The election of 1984 offers us a very different example from that of 2016. Ronald Reagan’s defeat of Walter Mondale that year was an epic blowout—Mondale lost by 18 percentage points, winning only the District of Columbia and his home state of Minnesota. In hindsight, we tend to credit the economy, which had sharply turned around during Reagan’s first term, from a recent double-dip recession to produce 7 percent growth in gross domestic product in 1984. Reagan certainly ran on economic growth as an issue, but the idea that the economy was responsible for his strong election showing was not universally accepted in the years following the 1984 election. Instead, media and campaign sources focused on other aspects of the candidates and campaigns—the sitting president’s humor and good looks, Mondale’s pledge to raise taxes, etc.—to explain Reagan’s landslide victory.
That post-election analysis was summarized succinctly by political scientist Marjorie Hershey. In a study released in 1992, Hershey looked at newspaper coverage in the immediate aftermath of the 1984 election. She recorded over 80 explanations for the election’s outcome across various news articles in the immediate post-election weeks; just two months later, she could count only around 10 such explanations.
These interpretations focused on the candidates’ personalities and different campaign promises, particularly Mondale’s pledge to raise taxes. Mondale and the Democrats also were blamed for prioritizing “special interests” (mainly racial minorities) over working-class white voters. (It’s a narrative that continues to plague Democrats.) In her study, Hershey cites a leading Democratic consultant at the time who said shortly after the election:
We have to realize that we’re getting out of touch with normal, regular people. We’re forgetting that the white middle-class is rejecting us. We’re being wagged by the tail of Jesse Jackson, of feminists or gay activists. The average voter is saying, “What about me?”
That election postmortem was echoed by political scientist Phil Klinkner in his 1994 book on election losses.
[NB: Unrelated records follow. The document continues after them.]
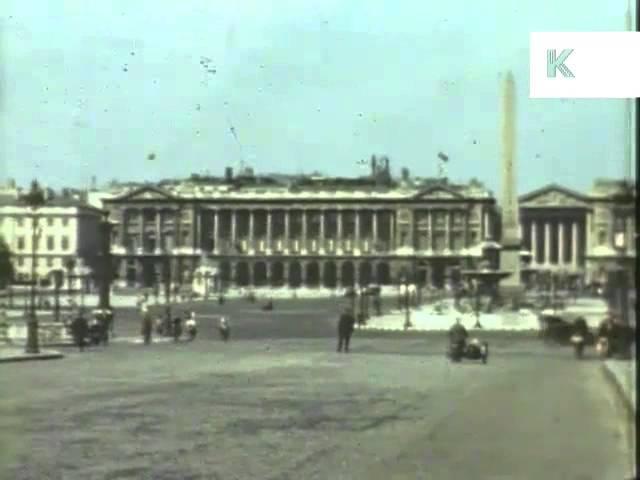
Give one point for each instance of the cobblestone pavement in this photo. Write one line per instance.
(394, 408)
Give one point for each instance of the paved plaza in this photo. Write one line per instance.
(278, 402)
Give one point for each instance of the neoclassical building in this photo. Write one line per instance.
(310, 231)
(584, 234)
(332, 232)
(65, 237)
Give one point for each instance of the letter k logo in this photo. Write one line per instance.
(555, 63)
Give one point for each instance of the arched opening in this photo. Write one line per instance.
(277, 274)
(313, 274)
(225, 272)
(329, 277)
(242, 274)
(260, 274)
(295, 274)
(383, 274)
(348, 274)
(364, 274)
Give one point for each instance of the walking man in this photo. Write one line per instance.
(80, 330)
(147, 324)
(345, 329)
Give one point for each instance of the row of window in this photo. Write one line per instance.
(50, 221)
(49, 262)
(64, 243)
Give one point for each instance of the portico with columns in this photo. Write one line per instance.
(333, 240)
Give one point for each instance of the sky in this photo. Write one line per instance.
(119, 89)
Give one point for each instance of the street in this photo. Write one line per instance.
(286, 405)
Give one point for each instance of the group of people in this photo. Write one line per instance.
(96, 330)
(173, 326)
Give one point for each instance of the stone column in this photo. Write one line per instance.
(547, 243)
(587, 232)
(392, 238)
(124, 227)
(177, 232)
(374, 228)
(234, 227)
(158, 231)
(338, 248)
(122, 272)
(466, 242)
(287, 230)
(250, 240)
(197, 229)
(269, 231)
(322, 239)
(561, 236)
(448, 221)
(141, 229)
(486, 226)
(574, 244)
(430, 237)
(356, 235)
(303, 241)
(534, 242)
(216, 232)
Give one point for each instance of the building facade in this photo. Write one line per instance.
(66, 235)
(315, 232)
(328, 232)
(581, 234)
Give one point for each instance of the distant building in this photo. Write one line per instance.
(67, 230)
(311, 231)
(582, 234)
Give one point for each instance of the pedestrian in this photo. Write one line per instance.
(80, 330)
(177, 328)
(147, 324)
(345, 329)
(377, 305)
(224, 329)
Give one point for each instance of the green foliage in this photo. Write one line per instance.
(6, 267)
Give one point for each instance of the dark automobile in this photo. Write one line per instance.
(558, 330)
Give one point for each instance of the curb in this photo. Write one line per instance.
(429, 330)
(51, 355)
(619, 389)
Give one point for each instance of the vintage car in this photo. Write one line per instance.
(559, 330)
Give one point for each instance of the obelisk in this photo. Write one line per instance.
(511, 286)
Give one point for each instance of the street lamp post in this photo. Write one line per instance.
(621, 280)
(407, 311)
(106, 267)
(34, 199)
(57, 279)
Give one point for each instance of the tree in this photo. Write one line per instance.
(6, 267)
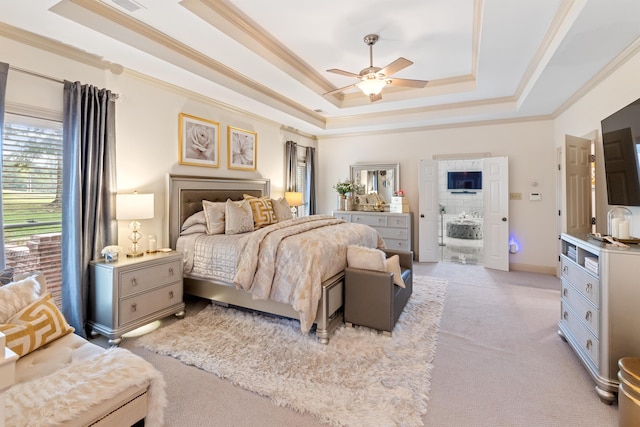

Quoting a handful of different Democrats heavyweights, Klinkner finds the inability to court working-class white voters to be a constant source of intraparty frustration. “The perception is that we are the party that can’t say no, that caters to special interests and that does not have the interests of the middle class at heart,” said Dick Lodge, Tennessee’s Democratic chair. Harry McPherson, a former aide to Lyndon Johnson, complained to Klinkner: “Blacks own the Democratic Party…. White Protestant male Democrats are an endangered species.” One unnamed party leader was even more crass: “We ought to be just as concerned with the farmer on the tractor as that guy with an earring in his left ear.”
It’s important to recognize that these sorts of explanations aren’t just simply a recurring form of Democratic self-loathing; they’re issued with a goal in mind.
There is little reason to believe Mondale lost by 18 points due to his over-solicitousness of racial groups at a time when the economy was growing at a rapid clip. (And it’s not as if the strengthened economy wasn’t a highly publicized storyline; publications such as the New York Times were running front-page articles on its growth.)
Nonetheless, if enough influential people in the party believe that close ties to racial interest groups, rather than an economic boom, were the cause of their loss, it may lead to changes within the party—namely to disempower those interests and instead advance a more conservative set of white men. Indeed, as Klinkner notes in his book, the post-1984 Democratic Party made a number of changes to accomplish precisely this.
Chief among these post-election revisions was the boosting of Super Tuesday, a collection of simultaneous primaries, in mostly Southern states, held relatively early in the cycle to enhance their influence and the attention paid to them. The tactic did not initially bear much fruit—Massachusetts Governor Michael Dukakis dominated Super Tuesday in 1988 and won the nomination. But the process did aid in the 1992 nomination of Arkansas Governor Bill Clinton, a candidate who ran by promising to “end welfare as we know it” and by criticizing Jesse Jackson’s influence within the party. We can view Clinton’s nomination as the product of a multi-cycle effort to define previous elections and steer the Democratic Party away from the influence of race- and gender-oriented interest groups and a bit more toward those of white southerners.
There’s nothing wrong with trying to construct a narrative around an election. Elections are pretty blunt tools and their meaning isn’t always clear. But keep in mind that there is a purpose behind defining a loss in a certain way. And if that interpretation catches on, it could push the party in a new direction.